Outside the gym, there’s a new swimming pool taking shape next to Port Rashid’s control centre, itself an untouched monument of days gone by. As computers have rendered it more or less superfluous, the iconic tower is now being used as a backdrop of yet another cosy eatery named Loz, after the tree that shelters it. Loz also has its own sustainable fruit and veg garden, all of which are used by Loz’s chef. It’s a hidden gem, and this is just the start of it, as the main Port Rashid City development is only 10% complete.
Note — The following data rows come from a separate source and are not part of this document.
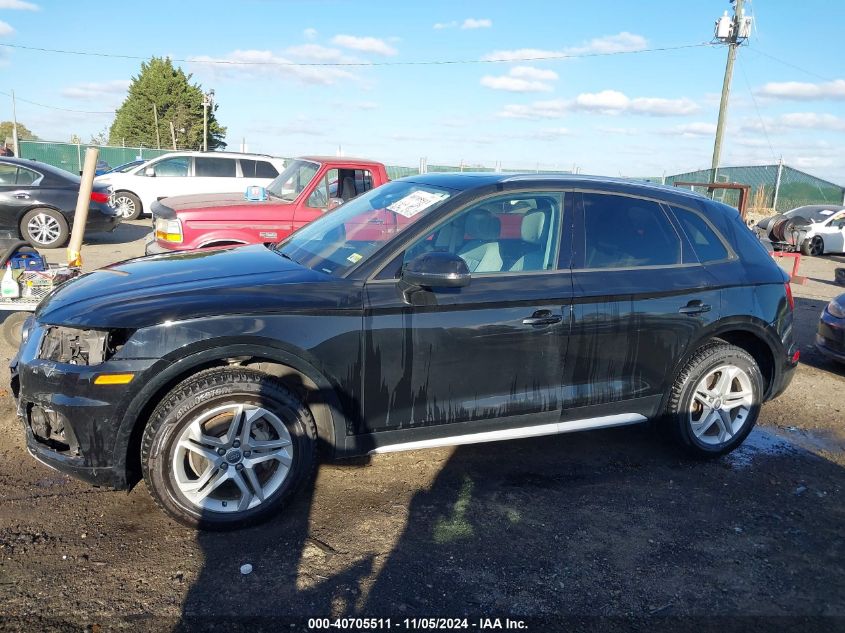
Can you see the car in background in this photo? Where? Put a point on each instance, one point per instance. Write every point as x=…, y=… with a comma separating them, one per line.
x=830, y=337
x=121, y=169
x=814, y=229
x=181, y=173
x=304, y=191
x=216, y=374
x=38, y=202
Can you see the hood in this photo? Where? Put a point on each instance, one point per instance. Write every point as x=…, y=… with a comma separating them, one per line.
x=194, y=284
x=208, y=203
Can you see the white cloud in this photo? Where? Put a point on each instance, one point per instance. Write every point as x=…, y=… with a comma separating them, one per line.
x=96, y=90
x=610, y=102
x=19, y=5
x=514, y=84
x=248, y=64
x=317, y=53
x=529, y=72
x=697, y=129
x=521, y=79
x=474, y=23
x=623, y=42
x=364, y=44
x=801, y=91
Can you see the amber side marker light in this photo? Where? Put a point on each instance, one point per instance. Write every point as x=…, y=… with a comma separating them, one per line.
x=113, y=379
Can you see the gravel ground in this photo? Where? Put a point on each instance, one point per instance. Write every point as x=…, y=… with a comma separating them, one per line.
x=612, y=527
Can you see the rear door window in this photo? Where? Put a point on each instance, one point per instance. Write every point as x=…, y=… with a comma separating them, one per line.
x=626, y=232
x=705, y=241
x=209, y=167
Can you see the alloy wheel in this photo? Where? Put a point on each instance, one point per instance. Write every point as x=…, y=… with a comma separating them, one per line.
x=43, y=228
x=232, y=458
x=720, y=405
x=125, y=206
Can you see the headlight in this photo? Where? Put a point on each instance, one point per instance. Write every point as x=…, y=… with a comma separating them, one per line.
x=77, y=346
x=836, y=309
x=168, y=230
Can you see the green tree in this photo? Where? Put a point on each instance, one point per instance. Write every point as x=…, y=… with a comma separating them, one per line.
x=23, y=132
x=170, y=91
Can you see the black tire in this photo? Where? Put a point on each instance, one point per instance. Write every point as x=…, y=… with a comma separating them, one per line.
x=813, y=247
x=678, y=417
x=199, y=395
x=13, y=326
x=55, y=228
x=132, y=204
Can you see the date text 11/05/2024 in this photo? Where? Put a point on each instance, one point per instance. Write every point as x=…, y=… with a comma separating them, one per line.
x=357, y=624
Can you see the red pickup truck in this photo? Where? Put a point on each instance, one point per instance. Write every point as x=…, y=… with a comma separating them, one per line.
x=307, y=188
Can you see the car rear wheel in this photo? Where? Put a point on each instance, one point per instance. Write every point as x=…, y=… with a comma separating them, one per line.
x=128, y=205
x=715, y=400
x=814, y=246
x=44, y=228
x=226, y=448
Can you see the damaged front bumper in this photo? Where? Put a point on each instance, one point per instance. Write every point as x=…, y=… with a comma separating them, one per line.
x=71, y=423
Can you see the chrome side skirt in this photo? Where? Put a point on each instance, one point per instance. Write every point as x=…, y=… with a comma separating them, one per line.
x=555, y=428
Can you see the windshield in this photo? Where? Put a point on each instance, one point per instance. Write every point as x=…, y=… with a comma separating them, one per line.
x=816, y=213
x=339, y=240
x=290, y=183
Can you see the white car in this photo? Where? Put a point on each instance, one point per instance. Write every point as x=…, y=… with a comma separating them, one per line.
x=184, y=173
x=826, y=232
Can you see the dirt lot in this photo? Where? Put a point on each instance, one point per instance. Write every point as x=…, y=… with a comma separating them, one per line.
x=609, y=523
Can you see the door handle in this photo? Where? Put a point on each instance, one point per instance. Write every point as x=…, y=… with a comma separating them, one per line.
x=695, y=307
x=542, y=317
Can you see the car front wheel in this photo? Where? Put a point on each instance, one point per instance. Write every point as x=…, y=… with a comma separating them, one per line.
x=715, y=400
x=226, y=448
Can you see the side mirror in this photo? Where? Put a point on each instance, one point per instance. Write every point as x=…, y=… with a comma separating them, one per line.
x=437, y=270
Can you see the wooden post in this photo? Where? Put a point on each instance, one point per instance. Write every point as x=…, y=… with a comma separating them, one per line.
x=83, y=201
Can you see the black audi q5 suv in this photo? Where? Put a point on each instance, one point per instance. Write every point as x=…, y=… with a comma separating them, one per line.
x=435, y=310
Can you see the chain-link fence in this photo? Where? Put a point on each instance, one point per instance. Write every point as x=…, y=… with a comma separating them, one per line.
x=776, y=187
x=70, y=156
x=773, y=187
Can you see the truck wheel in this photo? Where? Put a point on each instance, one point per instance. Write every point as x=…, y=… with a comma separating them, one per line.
x=813, y=246
x=44, y=228
x=715, y=401
x=226, y=448
x=128, y=205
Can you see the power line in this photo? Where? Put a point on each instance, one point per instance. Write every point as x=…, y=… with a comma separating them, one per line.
x=791, y=65
x=434, y=62
x=42, y=105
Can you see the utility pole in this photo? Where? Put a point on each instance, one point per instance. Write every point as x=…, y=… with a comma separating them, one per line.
x=733, y=32
x=14, y=128
x=158, y=133
x=207, y=102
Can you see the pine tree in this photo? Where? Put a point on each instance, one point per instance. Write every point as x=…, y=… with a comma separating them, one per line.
x=176, y=99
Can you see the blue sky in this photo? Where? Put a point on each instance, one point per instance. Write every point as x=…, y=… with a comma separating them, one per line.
x=634, y=114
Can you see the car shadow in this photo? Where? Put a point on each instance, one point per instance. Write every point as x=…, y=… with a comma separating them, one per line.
x=603, y=523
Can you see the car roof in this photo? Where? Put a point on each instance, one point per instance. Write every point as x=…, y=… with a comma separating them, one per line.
x=216, y=154
x=340, y=160
x=36, y=165
x=463, y=181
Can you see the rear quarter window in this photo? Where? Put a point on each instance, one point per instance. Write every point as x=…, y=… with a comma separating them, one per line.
x=705, y=241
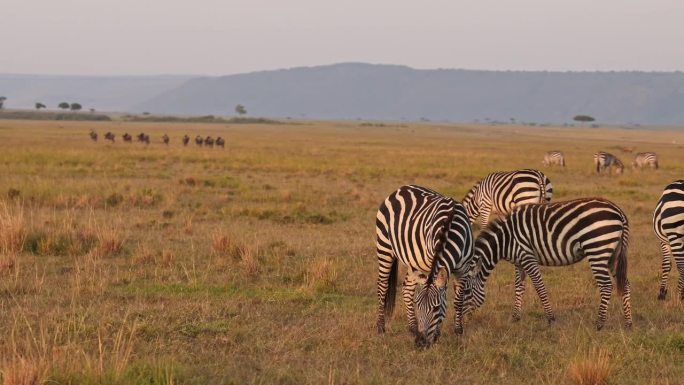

sheikh mohammed bin rashid yacht

Superyachts

With the marina already 65% full with private vessels (there’s only a handful of charter companies based here), the next phase is based on attracting and catering for superyachts. As Al Marri takes us down one of the recently completed superyacht pontoons, he explains that they are already 70% sold out. Looks like the change of visa regulations that DP World’s Adnan Al Abbar helped push through at last year’s Dubai International Superyacht Summit are coming to fruition, plus the Maldives are now making a stop-off in Dubai even  more desirable.

Port Rashid is currently home to a number of the world’s longest superyachts, including (at the time of writing) Dubai (162m), Moonlight 2 (91m), Smeralda (77m) and Luna (115m). The 88 metre Quattroelle is usually berthed here too, but she’s currently ‘next door’ in Dubai Maritime City. Having world class maintenance and refit facilities close by is yet another reason to keep your superyacht at Mina Rashid Marina.

In many ways, it’s the QE2 that signifies the success of the project. Only a few years ago, the world’s most renowned ocean liner appeared to be a 70,327 gross tonne right-off. But, much like the way they went about covertly constructing Mina Rashid Marina, P&O Marinas worked behind the scenes putting 2.7 million man-hours into refurbishing her to meet hotel standards.

sheikh mohammed bin rashid yacht

More coming

P&O Marinas was established to develop world-class locations for the berthing of yachts and the hospitality of their owners, guests and local residents. Mina Rashid Marina is just the beginning and it’s not even remotely finished. The ‘to-do’ list is endless and includes a yacht club, sailing school, captain and crew accommodation, residential towers, walkways, even a roller skate park, all of which are currently under construction.

It’s an epic effort that has come a long way in a very short time, and as P&O Marinas is part of the DP World Group of companies, with a team of 38,000 people from 103 countries behind it, we’re expecting the coming phases to be finished on time and with the same amount of dedication, expertise and passion that was put into Mina Port Rashid.